Il ritorno a sorpresa di Tsunoda: audizione convincente a Zandvoort e l'appello per il 2027
Il ritorno improvviso di Yuki Tsunoda a Zandvoort è stato un segnale forte e netto. Chiamato d'urgenza mentre si trovava in vacanza in Grecia per sostituire l'infortunato Isack Hadjar, il giapponese ha ottenuto la 12ª posizione in qualifica e ha chiuso l'11° posto in gara, superando il compagno di squadra della Racing Bulls, Arvid Lindblad.
Perché è importante
Senza un sedile garantito per il 2027, Tsunoda aveva assoluto bisogno di una prestazione di spicco. L'ha ottenuta, dimostrando di essere ancora una risorsa preziosa e competitiva per il midfield.
I dettagli
- La chiamata: Tsunoda è stato contattato martedì mentre era in ferie, nonostante il CEO Peter Bayer fosse a conoscenza dell'infortunio di Hadjar già da venerdì.
- Il rientro: Non correva da Abu Dhabi dell'anno scorso, ma l'intenso lavoro sul simulatore Red Bull lo ha aiutato a riprendere ritmo rapidamente.
- L'adattamento: "Sono riuscito a progredire più velocemente del previsto", ha commentato.
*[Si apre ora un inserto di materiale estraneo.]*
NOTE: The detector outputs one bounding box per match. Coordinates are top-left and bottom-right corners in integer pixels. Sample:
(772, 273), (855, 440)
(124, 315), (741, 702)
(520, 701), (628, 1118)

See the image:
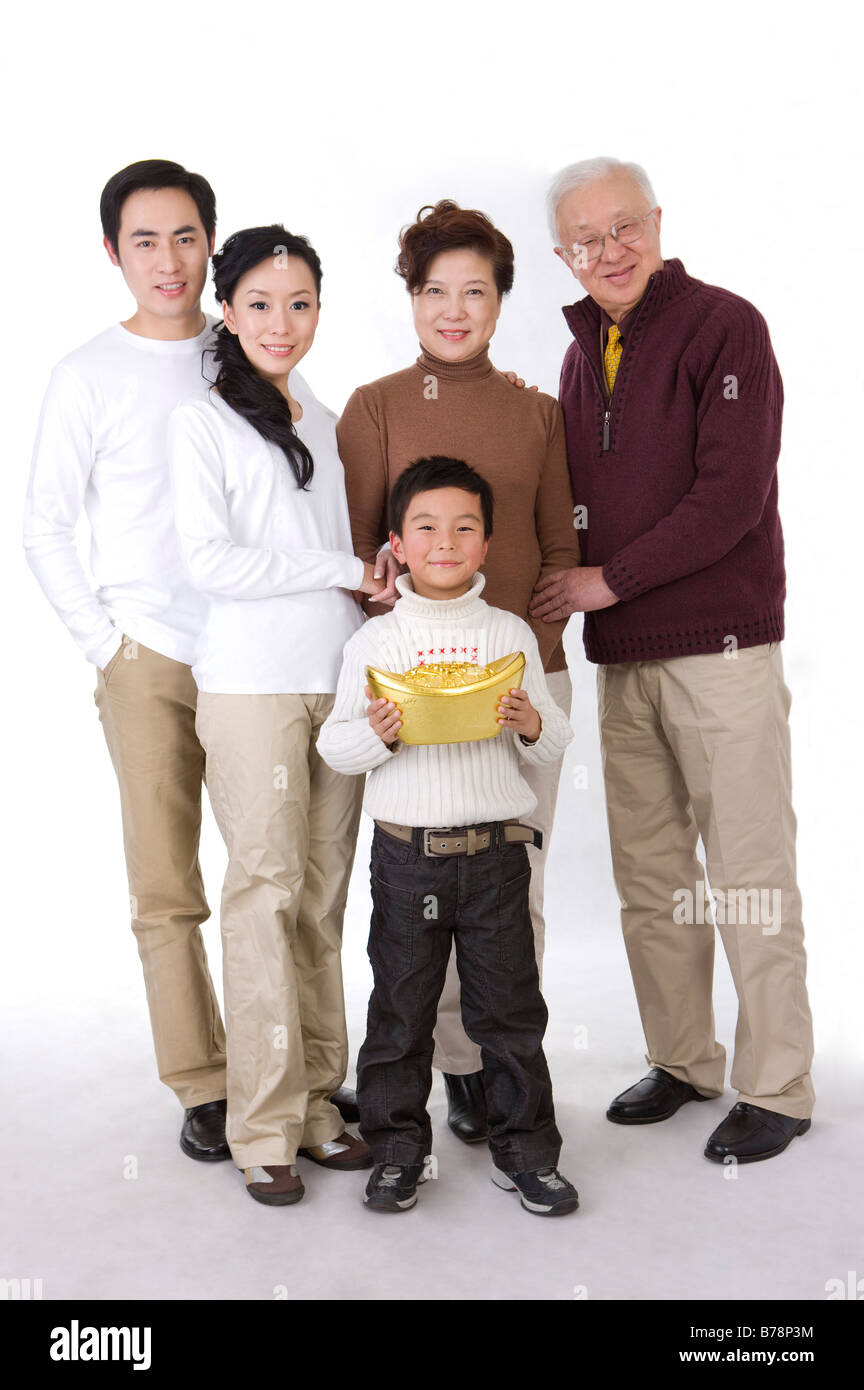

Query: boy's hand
(499, 688), (543, 744)
(363, 685), (401, 748)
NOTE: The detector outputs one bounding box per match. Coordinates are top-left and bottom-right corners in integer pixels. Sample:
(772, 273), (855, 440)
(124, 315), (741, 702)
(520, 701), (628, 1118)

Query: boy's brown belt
(375, 820), (543, 858)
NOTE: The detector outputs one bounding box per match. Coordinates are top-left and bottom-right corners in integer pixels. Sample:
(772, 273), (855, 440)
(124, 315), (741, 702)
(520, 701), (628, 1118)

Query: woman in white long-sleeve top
(171, 225), (382, 1205)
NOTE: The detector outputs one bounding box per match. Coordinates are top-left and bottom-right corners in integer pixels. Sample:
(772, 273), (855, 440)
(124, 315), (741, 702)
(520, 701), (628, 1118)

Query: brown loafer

I punti chiave sono stati le nuove procedure, il dispiegamento dell'energia e il degrado degli pneumatici.
- La gara: Ha lottato per entrare nella top 8 fino agli ultimi giri, prima di accontentarsi dell'11ª posizione.
Il quadro generale
Tsunoda stava valutando il passaggio alla IndyCar per il 2027 in mancanza di opportunità in F1. Zandvoort ha ricordato a tutto il paddock il suo valore. "Ho mostrato a quasi tutti cosa so fare", ha dichiarato.
Cosa aspettarsi
Tsunoda punta a un ritorno a tempo pieno, non a un altro anno in panchina. Il suo messaggio alle scuderie è un grido diretto: "Per favore, chiamatemi!"